James S. Tisch – Office of the President, President and CEO: I think it was generally stocks that were held – equities that we held at the Loews portfolio were down for the quarter.
Robert Glasspiegel – Langen McAlenney: So as I think about Q1 it’s more how the equities might be doing in bond marks? They would drive trading…
James S. Tisch – Office of the President, President and CEO: We do not have too much in the bond market. We are generally bearish on bonds and we think that equities could do reasonably well. We also had a number of gold stocks that did not perform well in the quarter.
Robert Glasspiegel – Langen McAlenney: So I should look at gold and some of your other big equity holdings that are public as a guestimate if I don’t want to use the market for…?
James S. Tisch – Office of the President, President and CEO: Yes.
Robert Glasspiegel – Langen McAlenney: And that’s reported real-time, no lag?
James S. Tisch – Office of the President, President and CEO: The equities, yes.
Robert Glasspiegel – Langen McAlenney: The partnerships I know do have a little bit of lag at CNA and…
James S. Tisch – Office of the President, President and CEO: Not all of them, some of them do but they are each consistent.
New Drilling Program
David Adelman – Morgan Stanley: Jim, can you – you mentioned the statistics about the new drilling program, but you didn’t really characterized the performance of those new wells how are they doing how are they performing versus what other companies are drilling in that region.

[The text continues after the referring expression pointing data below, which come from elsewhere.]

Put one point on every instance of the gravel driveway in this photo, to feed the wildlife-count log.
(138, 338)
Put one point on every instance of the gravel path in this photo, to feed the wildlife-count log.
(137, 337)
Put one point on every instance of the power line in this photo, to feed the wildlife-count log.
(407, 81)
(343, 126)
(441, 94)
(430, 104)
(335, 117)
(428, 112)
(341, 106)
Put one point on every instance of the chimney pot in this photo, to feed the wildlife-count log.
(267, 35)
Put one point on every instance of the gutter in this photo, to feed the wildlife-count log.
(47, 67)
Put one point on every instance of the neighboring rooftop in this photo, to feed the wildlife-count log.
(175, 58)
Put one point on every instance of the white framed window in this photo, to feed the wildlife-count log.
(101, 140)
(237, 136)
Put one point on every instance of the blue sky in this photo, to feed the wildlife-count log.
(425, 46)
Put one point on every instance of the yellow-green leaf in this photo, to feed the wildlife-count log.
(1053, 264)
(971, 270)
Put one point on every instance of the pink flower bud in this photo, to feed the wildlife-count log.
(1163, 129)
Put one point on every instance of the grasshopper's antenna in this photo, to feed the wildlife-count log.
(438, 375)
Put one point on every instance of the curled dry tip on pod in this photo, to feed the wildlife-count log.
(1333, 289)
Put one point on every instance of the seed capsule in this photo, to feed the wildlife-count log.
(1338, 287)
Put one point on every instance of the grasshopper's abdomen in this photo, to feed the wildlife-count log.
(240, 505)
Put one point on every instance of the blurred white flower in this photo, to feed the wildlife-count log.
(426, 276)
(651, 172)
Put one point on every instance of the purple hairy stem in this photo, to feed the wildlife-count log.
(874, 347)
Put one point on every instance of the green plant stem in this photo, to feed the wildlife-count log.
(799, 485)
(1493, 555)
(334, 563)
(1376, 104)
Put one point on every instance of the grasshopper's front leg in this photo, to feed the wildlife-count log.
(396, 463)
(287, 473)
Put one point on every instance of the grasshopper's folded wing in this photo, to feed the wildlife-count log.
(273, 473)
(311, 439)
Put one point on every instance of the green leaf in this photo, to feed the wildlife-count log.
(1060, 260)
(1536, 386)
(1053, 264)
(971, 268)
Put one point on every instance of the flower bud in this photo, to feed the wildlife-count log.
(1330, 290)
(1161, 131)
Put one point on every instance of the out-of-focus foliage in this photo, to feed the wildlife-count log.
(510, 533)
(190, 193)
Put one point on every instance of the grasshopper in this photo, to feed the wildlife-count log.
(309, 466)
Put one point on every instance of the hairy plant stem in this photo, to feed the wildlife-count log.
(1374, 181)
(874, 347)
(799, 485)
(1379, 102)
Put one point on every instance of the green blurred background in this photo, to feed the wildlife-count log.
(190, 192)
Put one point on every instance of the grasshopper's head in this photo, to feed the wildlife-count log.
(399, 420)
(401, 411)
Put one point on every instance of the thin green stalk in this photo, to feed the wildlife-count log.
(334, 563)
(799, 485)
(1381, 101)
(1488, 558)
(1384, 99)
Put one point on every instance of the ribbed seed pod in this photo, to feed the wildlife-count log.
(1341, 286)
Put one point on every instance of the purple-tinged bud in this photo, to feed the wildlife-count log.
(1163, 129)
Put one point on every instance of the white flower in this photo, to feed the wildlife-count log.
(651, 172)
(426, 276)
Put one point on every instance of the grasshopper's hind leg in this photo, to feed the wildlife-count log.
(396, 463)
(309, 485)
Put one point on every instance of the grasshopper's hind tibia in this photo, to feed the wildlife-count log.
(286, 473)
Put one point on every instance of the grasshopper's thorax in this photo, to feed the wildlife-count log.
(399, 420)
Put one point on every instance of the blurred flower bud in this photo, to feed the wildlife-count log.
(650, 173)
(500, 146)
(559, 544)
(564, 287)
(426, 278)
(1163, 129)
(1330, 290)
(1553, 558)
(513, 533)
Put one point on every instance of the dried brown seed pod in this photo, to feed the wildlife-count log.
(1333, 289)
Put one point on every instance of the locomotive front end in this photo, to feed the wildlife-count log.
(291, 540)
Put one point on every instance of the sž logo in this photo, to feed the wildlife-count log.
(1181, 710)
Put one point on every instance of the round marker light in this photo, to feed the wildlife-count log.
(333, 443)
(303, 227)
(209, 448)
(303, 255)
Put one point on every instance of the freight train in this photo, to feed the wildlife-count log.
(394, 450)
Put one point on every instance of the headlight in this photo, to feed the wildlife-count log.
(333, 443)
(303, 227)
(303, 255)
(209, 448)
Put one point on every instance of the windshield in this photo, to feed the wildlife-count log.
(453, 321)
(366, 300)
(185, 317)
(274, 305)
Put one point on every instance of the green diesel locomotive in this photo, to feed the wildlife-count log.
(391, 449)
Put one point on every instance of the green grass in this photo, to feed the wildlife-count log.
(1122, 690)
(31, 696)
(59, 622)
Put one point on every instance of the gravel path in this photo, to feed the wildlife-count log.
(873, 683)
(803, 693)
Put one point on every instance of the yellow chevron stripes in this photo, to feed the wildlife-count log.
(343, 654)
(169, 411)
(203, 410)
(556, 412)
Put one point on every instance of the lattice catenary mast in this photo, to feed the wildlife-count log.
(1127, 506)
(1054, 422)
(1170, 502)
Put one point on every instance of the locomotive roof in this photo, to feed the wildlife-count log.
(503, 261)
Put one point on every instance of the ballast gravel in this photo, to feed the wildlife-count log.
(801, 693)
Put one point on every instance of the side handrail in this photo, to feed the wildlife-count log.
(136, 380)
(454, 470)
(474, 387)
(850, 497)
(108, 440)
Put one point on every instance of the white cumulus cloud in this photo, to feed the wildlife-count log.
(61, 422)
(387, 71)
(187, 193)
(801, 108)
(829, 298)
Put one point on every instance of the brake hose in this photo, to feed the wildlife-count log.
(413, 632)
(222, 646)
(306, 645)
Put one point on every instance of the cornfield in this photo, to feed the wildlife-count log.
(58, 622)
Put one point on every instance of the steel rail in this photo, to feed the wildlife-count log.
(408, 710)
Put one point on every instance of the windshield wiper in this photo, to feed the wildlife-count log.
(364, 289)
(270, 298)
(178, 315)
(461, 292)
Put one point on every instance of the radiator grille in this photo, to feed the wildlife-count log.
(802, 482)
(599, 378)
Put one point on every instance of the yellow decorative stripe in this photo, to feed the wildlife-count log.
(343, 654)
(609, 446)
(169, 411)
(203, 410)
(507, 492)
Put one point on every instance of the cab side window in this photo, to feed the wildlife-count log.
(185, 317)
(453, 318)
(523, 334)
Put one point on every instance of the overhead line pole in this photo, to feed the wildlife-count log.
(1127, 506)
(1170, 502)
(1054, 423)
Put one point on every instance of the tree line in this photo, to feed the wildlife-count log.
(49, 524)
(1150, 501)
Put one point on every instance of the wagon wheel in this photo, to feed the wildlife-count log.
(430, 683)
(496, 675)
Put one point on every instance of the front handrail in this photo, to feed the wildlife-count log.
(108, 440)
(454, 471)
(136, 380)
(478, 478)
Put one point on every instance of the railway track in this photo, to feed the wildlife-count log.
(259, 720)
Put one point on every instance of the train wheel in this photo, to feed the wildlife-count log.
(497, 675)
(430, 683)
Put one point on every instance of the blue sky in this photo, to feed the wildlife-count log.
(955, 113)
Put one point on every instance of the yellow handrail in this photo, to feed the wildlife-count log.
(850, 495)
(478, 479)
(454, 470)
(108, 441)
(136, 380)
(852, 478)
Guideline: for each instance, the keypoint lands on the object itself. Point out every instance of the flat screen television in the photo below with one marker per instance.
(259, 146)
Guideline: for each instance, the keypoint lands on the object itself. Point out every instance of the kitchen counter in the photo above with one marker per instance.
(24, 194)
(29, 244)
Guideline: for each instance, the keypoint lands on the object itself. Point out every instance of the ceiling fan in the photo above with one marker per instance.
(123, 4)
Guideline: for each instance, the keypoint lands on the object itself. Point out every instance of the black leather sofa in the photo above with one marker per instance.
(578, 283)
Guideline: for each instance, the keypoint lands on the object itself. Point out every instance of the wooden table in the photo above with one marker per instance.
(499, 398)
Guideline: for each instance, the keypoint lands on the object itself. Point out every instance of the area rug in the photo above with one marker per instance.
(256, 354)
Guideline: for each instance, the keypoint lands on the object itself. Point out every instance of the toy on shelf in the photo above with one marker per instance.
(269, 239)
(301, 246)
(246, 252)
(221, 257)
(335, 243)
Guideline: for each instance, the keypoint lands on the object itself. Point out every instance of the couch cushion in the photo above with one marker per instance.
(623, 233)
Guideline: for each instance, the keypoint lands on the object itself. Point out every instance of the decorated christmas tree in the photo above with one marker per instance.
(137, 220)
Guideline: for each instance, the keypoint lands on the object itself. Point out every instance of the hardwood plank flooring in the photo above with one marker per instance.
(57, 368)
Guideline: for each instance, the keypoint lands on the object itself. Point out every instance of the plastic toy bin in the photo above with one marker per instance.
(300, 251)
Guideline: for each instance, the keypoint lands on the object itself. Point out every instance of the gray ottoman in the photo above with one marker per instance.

James S. Tisch – Office of the President, President and CEO: So we found about the wells in the Mississippian Lime. We’ve drilled 30 wells there and we’ve had when you average out all the wells that we drilled our performance is similar to the performance of wells drilled by people in our area. What we are doing is we want to drill another set of wells so that we can begin to really delineate the area and understand what we have. Right now our belief is that this area is commercial and we just have to wait and see how the other wells come out to prove us whether that thought is accurate.
David Adelman – Morgan Stanley: Then can you give us a rough indication of how much the annual depreciation in that division is going to come down because of the sizeable ceiling test impairment you took this year?
Peter W. Keegan – SVP and CFO: I don’t have that readily available. Let’s get back to you on that.
David Adelman – Morgan Stanley: Then lastly also a question on the hotel business. If you look forward two or three years could you characterize or define what success will be in that business unit from a strategic and financial perspective given the efforts underway. You’ll have wowed Loews hotels into what?
Peter W. Keegan – SVP and CFO: We are looking to grow Loews hotels we are looking to do it in what I would call an asset light manner and that we would like to own 25% to 50% of the properties that we acquire with investors owning the other 50% to 75%. We’d like to build the hotel chain into one where hotel owners would want us to manage their hotel without actually owing it. In terms of earnings and EBITDA we’d be looking for that to grow and we’re looking to take the hotel company from an enterprise that’s been rather stable over the past decade or so to one that’s got growth in its future.